Говоря о своем муже в присутствии знакомых и тех, кто считался ее друзьями, мать Джонатана называла его не иначе, как «мистер Ривз»: «Мистер Уэйнрайт очень высоко ценит мистера Ривза»; «Разумеется, вполне можно было бы сказать, что отдел ковров и ковровых покрытий у Хоббса и Уэйнрайта — это и есть мистер Ривз».
Универмаг был воплощением всех тех стремлений, традиций и убеждений, которые для других воплощались в профессии, школе, армии или религии. Мистер Уэйнрайт-старший был для Ривзов директором школы, полковником, верховным жрецом; то, что они время от времени посещали местный храм объединенной реформированной церкви,[56] было лишь знаком уважения к менее значимому божеству. Да и посещения эти никогда не были регулярными. Джонатан подозревал, что это не случайно. Ведь там могли завязаться новые знакомства, их стали бы приглашать участвовать в родительских собраниях, в регулярных встречах для игры в вист, в поездках за город с учениками воскресной школы; новые знакомые могли даже пожелать прийти в гости! В пятницу, на первой же неделе пребывания Джонатана в средней школе, классный задира во всеуслышание заявил: «А у Ривза отец — дежурный администратор у Хоббса и Уэйнрайта! Он на прошлой неделе моей матери ковер продал. — И он засеменил по классу, подобострастно сложив руки у груди. — Я уверен, мадам убедится, что это сочетание шерсти и синтетики необычайно выносливо. Этот стиль сейчас очень популярен».

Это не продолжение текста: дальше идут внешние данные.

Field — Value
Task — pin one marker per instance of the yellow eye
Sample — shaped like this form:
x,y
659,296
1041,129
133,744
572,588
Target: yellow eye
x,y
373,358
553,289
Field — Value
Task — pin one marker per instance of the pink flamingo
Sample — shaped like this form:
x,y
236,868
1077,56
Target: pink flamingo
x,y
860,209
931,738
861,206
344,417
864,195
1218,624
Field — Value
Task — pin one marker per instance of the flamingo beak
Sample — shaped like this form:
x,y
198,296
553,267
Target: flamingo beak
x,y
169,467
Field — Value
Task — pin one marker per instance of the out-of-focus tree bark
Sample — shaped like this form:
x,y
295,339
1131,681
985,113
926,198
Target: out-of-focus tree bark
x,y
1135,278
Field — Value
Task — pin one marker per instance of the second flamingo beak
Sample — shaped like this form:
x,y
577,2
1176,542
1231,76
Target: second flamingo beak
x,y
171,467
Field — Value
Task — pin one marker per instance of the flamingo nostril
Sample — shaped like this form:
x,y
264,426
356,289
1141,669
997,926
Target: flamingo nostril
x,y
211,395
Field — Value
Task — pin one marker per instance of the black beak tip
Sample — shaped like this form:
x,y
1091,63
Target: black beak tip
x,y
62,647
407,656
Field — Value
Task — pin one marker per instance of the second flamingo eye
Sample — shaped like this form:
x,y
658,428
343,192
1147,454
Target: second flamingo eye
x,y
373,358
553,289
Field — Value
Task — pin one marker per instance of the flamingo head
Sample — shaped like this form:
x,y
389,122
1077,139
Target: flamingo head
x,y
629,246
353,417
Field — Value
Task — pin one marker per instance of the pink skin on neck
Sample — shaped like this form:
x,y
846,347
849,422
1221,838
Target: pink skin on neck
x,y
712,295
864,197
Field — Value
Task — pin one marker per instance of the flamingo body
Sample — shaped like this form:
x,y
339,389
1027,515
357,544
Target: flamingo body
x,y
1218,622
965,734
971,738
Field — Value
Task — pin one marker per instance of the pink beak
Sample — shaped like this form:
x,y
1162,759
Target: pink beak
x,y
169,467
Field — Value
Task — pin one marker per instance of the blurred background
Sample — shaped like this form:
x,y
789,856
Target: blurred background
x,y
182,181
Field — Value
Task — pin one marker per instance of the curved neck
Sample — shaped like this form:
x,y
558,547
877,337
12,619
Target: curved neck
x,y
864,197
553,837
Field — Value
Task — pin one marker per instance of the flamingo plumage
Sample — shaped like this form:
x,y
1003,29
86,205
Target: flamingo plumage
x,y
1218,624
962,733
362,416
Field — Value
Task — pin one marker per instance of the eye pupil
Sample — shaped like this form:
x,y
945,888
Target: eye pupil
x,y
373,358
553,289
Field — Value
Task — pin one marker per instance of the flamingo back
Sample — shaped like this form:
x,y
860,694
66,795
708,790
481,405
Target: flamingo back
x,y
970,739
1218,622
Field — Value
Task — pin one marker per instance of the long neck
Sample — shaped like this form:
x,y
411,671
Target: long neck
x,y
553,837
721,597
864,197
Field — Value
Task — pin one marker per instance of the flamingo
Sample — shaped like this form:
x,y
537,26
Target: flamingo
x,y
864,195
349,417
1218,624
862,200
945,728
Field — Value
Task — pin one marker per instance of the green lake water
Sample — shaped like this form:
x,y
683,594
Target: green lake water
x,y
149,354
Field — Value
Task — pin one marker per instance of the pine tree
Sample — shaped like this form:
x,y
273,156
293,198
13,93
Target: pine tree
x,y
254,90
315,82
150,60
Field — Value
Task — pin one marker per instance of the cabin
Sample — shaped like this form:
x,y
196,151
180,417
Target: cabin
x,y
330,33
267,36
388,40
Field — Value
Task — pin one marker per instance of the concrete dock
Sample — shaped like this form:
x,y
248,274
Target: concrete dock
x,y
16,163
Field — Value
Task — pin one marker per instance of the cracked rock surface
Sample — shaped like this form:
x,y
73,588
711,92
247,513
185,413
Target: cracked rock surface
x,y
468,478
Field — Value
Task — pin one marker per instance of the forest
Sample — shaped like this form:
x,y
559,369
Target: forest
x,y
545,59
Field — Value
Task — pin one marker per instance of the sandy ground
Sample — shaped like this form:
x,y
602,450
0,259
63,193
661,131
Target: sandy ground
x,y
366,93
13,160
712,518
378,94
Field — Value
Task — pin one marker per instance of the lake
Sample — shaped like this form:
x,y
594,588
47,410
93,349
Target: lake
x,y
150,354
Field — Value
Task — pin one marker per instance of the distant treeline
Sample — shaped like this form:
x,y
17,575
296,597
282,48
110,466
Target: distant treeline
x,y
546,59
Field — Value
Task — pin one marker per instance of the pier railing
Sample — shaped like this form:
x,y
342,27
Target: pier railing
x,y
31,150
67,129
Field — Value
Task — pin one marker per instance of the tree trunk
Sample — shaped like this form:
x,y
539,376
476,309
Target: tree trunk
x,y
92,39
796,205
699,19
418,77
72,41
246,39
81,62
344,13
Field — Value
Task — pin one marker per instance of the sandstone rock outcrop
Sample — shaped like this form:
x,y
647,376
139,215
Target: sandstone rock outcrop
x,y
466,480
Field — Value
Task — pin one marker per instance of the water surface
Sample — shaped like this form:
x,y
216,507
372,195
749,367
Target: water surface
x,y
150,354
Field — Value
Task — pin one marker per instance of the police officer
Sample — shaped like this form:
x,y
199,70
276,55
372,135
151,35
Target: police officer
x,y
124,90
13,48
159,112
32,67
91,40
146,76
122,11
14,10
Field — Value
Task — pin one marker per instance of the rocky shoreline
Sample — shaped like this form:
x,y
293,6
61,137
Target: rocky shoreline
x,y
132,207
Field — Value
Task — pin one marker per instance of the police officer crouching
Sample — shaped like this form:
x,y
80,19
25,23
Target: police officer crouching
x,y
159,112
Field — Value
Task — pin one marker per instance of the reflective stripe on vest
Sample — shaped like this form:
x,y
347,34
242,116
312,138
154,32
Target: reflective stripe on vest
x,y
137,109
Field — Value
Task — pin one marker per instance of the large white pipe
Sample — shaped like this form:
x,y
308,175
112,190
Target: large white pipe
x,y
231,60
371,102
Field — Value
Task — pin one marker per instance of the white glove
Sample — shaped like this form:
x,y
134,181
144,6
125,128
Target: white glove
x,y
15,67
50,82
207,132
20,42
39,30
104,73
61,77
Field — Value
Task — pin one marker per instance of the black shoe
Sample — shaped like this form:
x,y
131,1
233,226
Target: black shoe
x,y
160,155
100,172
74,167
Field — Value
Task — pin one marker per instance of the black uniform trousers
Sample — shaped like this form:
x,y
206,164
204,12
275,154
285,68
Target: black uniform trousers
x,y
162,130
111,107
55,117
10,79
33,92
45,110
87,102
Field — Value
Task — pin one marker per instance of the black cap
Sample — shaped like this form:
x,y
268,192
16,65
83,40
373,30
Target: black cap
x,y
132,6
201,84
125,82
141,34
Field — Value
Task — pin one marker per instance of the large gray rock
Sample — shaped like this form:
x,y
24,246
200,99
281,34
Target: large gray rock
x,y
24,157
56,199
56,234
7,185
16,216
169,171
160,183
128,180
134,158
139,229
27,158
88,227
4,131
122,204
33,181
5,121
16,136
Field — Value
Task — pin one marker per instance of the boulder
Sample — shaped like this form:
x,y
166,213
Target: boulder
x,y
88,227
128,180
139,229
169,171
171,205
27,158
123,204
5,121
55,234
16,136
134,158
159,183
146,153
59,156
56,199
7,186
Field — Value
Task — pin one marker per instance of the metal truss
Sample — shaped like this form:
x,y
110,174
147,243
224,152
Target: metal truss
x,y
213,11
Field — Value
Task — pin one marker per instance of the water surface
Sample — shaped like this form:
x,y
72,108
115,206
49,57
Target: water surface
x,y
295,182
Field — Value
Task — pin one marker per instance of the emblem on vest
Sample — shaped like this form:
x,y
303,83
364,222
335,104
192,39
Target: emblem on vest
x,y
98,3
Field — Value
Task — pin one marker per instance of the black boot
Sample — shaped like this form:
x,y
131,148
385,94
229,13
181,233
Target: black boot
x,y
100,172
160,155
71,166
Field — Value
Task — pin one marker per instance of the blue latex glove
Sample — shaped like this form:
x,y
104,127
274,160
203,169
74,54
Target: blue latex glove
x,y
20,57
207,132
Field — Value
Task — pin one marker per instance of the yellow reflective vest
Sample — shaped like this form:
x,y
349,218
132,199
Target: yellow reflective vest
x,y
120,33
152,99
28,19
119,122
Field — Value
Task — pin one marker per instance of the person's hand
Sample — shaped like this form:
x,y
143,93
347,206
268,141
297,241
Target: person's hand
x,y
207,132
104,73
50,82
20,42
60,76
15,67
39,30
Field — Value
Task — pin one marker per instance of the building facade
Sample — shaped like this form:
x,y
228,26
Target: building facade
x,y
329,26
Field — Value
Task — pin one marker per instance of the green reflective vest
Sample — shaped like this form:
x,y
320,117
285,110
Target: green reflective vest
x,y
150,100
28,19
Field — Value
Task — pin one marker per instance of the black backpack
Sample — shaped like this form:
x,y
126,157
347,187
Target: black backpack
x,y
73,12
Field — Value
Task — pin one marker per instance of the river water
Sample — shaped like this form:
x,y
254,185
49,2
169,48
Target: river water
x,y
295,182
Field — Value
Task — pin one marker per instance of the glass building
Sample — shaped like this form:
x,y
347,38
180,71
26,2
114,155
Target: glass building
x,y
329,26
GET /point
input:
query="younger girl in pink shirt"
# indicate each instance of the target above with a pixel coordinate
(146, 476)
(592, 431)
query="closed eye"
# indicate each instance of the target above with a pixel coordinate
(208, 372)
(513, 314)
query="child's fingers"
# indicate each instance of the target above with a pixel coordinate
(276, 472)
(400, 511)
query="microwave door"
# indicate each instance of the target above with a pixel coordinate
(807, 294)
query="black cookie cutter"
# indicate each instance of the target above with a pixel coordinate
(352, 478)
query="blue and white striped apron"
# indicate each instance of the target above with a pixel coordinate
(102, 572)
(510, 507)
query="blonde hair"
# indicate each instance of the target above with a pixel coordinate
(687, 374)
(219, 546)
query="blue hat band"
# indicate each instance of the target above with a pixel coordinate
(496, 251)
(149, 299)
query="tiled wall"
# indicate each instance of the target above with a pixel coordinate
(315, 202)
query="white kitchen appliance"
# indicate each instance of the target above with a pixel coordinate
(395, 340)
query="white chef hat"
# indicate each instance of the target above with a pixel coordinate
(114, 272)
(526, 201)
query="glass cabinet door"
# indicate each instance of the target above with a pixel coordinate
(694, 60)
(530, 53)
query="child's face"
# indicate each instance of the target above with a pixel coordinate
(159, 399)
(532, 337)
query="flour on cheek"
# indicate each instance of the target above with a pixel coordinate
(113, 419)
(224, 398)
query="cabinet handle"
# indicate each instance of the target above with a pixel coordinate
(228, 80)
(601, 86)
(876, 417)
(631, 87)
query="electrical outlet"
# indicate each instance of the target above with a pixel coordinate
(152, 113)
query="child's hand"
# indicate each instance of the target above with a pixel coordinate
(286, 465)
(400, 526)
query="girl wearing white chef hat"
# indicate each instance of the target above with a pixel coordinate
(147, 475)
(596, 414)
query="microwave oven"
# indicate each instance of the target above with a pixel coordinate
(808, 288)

Раздавшийся в ответ угодливый смех был неловким и не очень дружным. Насмешки за отсутствием поддержки масс быстро прекратились: у большинства отцов работа была еще менее престижной.
Порой ему думалось: «Не может быть, чтобы мы все на самом деле были такими заурядными, такими скучными, как кажемся. Может, это во мне самом какой-то дефект, и это я так их воспринимаю из-за собственного пессимизма, низводя их до уровня моей собственной неадекватности?» Иногда он доставал из секретера семейный альбом — документ, казалось, подтверждающий семейную заурядность: родители в застывших позах у балюстрады променада в Кромере и — точно так же — в Уипснейдовском зоопарке; он сам — до чего смешон! — в шапочке и мантии на церемонии получения диплома. Только одна фотография была ему по-настоящему интересна: коричневатый кабинетный портрет его деда во времена Первой мировой войны. Дед сидел боком на краю искусственной ограды рядом с огромной аспидистрой в индийской вазе. Джонатан часто подолгу вглядывался сквозь разделявшие их семьдесят четыре года в этого юношу с таким нежным, беззащитным лицом, который в своей скверно сидящей форме, в до смешного огромной фуражке был гораздо больше похож на сироту из работного дома, чем на солдата. Когда его призвали, ему скорее всего не было и двадцати. Он пережил Пашендель, Ипрский выступ[57] и был демобилизован — израненный и наглотавшийся газа — в начале 1918 года; у него еще достало сил жениться и дать жизнь сыну, но ни на что другое его уже не хватило.
Вот эта жизнь, говорил себе Джонатан, не могла быть заурядной. Его дед пережил четыре года ужаса мужественно и терпеливо, стоически принимая то, что по воле Бога или судьбы выпало ему на долю. Но даже и не будучи заурядной, эта жизнь казалась теперь не имевшей никакого значения. Ни для кого. Эта жизнь лишь продлила существование рода, вот и все. А какое это имело значение? Но сейчас ему вдруг пришло в голову, что и жизнь его отца требовала почти такого же стоицизма. Конечно, нельзя и сравнивать пятьдесят лет у Хоббса и Уэйнрайта с четырьмя годами во Франции, но и те и другие одинаково требовали достойного и стоического восприятия.